Statement by council's head comes following presidential order ending grants, privileges of council members

Yosra Ouanes  | 20.01.2022 - Update : 21.01.2022
'Tunisia's Supreme Judicial Council to keep working despite presidential decree'

TUNIS, Tunisia

Tunisia's Supreme Judicial Council announced that its members will "continue to carry out their duties regardless" of President Kais Saied's decree to end their privileges.

The statement comes following a decree by Saied on Wednesday evening to "put an end to the grants and privileges" granted to members of the Supreme Judicial Council, a constitutional body monitoring the proper functioning of the judiciary.

"We hope that this presidential order will not be a means of putting pressure on the Supreme Judicial Council," the head of the council, Youssef Bouzacher, said in a statement to local Shams FM radio, noting that the constitution grants the council “self-management”.

Bouzacher said the council “will present its opinion on the decree” that “the constitutional structure of the judiciary cannot be compromised."

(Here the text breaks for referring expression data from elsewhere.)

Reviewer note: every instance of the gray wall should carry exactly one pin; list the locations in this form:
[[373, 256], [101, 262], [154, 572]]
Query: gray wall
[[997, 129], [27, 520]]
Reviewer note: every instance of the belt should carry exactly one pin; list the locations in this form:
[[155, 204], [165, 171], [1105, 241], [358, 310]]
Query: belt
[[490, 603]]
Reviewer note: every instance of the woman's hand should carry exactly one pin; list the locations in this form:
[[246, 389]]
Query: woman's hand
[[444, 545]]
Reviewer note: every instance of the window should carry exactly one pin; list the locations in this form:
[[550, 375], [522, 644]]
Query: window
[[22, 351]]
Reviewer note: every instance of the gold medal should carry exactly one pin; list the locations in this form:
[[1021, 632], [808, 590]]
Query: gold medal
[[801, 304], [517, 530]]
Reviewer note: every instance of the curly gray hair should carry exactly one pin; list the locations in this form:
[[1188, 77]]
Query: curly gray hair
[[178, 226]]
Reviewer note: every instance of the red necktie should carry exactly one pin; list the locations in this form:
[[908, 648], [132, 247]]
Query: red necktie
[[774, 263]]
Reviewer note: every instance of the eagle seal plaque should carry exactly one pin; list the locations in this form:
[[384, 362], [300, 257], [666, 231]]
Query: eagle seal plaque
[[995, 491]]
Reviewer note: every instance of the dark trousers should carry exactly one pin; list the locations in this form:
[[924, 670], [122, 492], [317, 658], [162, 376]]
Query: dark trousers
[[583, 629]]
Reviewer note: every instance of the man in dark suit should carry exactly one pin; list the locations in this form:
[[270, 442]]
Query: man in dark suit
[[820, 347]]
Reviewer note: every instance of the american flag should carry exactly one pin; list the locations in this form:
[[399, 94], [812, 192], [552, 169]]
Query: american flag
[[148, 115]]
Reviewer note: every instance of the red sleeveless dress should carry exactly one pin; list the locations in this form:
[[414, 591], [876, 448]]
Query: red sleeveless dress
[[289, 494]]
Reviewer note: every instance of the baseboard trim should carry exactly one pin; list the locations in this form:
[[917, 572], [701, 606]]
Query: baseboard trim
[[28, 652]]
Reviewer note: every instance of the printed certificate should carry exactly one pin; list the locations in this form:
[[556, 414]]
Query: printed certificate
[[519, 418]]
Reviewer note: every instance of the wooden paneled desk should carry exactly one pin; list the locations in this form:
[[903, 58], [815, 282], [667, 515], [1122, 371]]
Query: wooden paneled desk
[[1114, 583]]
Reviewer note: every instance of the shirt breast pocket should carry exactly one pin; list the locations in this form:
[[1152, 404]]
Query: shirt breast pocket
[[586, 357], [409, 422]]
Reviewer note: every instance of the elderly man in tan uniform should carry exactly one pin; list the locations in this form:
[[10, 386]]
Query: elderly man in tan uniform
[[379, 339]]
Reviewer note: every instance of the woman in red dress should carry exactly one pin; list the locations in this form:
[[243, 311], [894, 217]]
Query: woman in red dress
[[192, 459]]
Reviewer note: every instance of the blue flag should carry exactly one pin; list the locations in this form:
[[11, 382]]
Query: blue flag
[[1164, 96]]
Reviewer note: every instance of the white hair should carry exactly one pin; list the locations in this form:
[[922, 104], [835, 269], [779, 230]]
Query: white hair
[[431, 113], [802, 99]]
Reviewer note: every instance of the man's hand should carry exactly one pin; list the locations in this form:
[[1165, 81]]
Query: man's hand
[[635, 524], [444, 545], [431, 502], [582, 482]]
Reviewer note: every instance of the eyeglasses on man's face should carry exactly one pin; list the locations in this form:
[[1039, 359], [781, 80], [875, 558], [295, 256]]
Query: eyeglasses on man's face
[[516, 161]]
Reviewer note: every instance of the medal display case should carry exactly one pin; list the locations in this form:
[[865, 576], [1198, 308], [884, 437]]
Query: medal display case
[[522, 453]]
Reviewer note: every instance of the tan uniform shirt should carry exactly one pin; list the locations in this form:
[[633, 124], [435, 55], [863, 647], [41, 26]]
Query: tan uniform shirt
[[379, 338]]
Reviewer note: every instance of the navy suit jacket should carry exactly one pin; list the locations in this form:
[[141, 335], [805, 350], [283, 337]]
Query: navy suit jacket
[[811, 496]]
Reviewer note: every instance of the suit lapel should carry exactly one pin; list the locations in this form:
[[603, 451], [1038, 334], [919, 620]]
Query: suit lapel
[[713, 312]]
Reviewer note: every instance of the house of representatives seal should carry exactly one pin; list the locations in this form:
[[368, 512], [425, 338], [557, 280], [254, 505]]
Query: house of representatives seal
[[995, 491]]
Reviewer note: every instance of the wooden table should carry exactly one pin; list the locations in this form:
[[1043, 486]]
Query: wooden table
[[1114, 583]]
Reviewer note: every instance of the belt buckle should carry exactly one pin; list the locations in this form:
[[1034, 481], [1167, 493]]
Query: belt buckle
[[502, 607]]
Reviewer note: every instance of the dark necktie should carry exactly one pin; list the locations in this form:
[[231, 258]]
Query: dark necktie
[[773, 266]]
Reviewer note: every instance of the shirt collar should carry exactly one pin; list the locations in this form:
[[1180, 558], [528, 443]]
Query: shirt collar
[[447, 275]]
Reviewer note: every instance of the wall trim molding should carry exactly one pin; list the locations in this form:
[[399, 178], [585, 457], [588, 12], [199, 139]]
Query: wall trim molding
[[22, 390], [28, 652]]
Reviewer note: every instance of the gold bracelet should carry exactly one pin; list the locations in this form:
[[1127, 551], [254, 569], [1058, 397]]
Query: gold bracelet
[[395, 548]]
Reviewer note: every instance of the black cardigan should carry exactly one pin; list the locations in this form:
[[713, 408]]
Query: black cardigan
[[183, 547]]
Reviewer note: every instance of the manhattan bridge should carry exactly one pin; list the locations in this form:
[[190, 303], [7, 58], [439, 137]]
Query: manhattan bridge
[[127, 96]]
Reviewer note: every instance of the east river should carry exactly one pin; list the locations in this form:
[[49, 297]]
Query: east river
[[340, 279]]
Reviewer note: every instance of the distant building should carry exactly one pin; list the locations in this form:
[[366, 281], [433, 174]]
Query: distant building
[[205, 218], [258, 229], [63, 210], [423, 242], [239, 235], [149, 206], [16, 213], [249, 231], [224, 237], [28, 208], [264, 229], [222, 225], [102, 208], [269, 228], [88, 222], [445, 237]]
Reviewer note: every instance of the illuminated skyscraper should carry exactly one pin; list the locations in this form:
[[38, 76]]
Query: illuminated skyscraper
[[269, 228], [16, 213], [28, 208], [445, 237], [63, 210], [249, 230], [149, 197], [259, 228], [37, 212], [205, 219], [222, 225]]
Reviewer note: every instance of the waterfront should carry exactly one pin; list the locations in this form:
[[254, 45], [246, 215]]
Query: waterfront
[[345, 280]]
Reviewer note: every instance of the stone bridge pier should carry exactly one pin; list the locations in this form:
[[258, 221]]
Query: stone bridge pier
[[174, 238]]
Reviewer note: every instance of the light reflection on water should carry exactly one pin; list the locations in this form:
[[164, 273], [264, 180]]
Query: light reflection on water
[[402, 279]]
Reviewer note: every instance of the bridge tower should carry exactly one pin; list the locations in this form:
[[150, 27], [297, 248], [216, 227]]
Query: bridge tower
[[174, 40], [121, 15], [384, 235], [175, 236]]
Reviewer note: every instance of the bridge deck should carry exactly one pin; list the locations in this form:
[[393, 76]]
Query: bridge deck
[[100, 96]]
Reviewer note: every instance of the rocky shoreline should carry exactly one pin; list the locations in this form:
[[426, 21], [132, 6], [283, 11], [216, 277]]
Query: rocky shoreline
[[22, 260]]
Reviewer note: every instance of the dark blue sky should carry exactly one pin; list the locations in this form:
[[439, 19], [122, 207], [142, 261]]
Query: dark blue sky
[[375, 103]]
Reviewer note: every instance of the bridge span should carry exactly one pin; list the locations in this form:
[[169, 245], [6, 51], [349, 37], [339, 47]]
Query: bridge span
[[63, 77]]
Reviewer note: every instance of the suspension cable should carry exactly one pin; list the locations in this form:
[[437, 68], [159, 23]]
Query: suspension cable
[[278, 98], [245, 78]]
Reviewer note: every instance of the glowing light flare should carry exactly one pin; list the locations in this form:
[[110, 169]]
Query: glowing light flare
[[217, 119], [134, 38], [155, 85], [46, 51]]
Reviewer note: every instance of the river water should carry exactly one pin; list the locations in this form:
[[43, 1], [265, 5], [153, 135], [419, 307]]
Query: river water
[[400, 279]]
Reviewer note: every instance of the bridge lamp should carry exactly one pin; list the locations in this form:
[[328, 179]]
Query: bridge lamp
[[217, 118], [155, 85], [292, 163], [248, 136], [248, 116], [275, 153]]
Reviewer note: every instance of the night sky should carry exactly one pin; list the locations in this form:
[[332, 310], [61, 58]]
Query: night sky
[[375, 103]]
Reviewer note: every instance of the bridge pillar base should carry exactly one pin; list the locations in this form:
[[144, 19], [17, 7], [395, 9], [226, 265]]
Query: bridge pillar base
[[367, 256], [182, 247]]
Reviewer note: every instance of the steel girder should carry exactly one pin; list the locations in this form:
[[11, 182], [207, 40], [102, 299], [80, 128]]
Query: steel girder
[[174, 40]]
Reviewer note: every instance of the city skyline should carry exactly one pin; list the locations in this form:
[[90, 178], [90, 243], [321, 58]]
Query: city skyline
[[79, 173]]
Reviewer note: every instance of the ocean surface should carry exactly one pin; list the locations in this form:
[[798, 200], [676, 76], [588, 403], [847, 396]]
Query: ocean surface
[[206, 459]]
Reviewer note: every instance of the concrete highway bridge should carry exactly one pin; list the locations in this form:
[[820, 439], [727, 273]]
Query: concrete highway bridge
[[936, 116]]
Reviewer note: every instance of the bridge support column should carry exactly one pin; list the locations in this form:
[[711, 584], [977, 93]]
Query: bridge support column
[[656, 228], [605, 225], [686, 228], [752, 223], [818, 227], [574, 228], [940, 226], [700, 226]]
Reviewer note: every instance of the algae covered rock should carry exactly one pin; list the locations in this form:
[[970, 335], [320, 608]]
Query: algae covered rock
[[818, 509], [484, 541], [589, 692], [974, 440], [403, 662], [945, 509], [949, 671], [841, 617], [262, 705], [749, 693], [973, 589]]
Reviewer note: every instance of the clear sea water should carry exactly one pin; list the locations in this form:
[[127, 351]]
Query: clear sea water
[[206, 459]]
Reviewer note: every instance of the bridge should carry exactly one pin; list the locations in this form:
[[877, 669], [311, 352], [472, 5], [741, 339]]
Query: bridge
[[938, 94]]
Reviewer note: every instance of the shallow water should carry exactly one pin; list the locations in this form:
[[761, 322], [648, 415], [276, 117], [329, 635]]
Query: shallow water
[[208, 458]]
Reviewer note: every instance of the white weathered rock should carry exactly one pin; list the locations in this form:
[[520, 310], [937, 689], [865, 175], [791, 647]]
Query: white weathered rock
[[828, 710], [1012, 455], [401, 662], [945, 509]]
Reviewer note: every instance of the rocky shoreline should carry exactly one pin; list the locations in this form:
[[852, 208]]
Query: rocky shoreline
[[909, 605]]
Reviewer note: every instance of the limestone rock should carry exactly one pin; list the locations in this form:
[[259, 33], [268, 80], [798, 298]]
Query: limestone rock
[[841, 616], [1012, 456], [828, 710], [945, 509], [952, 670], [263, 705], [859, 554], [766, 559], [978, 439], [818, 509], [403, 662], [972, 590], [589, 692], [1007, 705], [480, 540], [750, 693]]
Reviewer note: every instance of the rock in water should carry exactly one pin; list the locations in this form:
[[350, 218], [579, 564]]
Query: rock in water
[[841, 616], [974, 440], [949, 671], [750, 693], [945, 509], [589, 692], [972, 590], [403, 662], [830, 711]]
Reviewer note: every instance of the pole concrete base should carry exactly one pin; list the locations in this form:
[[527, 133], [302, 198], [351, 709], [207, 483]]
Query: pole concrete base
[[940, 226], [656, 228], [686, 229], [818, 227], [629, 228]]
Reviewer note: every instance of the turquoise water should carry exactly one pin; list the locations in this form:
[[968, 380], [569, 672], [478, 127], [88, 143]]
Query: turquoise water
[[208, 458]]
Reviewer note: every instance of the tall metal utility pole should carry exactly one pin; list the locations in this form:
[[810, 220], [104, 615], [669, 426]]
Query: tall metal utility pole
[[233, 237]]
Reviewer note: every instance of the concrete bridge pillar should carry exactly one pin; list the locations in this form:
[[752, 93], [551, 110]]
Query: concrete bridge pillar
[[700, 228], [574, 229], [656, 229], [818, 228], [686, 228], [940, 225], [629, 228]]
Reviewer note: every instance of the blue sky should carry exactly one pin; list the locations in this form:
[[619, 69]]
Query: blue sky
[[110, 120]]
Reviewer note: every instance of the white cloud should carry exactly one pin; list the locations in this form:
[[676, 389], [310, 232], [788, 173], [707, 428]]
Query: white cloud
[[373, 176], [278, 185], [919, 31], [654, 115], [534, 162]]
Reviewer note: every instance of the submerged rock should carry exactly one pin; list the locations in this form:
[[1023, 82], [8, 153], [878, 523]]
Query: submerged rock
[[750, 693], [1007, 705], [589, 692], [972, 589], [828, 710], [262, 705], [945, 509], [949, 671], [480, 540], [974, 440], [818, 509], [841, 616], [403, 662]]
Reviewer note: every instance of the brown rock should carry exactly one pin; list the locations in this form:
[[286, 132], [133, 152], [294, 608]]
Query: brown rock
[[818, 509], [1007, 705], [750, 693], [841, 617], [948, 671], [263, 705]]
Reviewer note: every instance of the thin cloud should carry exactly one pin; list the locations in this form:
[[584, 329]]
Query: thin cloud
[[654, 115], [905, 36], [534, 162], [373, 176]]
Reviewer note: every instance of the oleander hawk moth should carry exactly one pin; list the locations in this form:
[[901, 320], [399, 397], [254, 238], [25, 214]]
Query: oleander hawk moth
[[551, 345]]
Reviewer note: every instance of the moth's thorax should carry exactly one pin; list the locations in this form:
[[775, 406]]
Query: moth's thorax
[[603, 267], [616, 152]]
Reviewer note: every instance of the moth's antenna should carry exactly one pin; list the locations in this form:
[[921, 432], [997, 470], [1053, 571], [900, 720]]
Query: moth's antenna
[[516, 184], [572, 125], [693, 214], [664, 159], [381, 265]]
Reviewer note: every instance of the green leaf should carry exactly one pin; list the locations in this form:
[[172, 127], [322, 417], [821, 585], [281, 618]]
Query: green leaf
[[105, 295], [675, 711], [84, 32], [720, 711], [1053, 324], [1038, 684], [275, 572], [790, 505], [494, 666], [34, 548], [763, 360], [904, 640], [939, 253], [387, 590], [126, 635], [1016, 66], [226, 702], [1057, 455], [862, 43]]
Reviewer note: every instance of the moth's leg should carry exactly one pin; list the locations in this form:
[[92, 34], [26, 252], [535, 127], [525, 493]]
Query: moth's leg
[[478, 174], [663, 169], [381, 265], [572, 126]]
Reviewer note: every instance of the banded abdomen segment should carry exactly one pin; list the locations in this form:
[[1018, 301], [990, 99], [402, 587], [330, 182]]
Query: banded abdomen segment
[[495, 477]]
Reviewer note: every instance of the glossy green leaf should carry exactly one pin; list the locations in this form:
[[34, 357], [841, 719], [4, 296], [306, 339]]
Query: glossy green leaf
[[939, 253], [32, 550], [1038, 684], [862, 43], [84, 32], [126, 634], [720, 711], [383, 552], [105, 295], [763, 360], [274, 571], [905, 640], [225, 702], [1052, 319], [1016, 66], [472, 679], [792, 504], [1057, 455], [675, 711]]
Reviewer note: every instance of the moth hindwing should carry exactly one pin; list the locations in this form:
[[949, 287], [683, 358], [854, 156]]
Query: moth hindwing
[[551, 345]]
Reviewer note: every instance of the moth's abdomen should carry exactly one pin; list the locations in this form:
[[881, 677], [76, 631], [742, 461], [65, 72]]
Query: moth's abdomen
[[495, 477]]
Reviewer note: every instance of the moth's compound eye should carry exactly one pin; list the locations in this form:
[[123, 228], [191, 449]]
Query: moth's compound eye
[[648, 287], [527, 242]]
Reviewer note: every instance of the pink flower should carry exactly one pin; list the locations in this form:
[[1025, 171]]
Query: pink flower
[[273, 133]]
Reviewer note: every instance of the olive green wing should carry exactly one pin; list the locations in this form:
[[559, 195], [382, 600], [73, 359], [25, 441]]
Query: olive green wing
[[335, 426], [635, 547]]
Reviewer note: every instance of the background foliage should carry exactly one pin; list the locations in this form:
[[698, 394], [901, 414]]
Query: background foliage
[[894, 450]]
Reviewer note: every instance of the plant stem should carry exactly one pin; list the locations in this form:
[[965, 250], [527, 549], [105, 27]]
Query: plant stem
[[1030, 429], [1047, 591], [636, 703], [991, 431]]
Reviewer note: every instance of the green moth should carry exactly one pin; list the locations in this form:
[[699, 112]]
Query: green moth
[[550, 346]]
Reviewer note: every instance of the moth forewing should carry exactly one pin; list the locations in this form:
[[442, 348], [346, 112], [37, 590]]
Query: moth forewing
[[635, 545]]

Concerns have been raised in Tunisia recently regarding the independence of the judiciary in light of Saied’s statements that the judiciary is “a function of the state,” and his allusion to the dissolution of the Supreme Judicial Council.

On July 25, Saied deposed the government, suspended parliament, and assumed executive authority.

He insisted that the "exceptional measures" were intended to "save" the country, but critics accuse him of planning a "coup."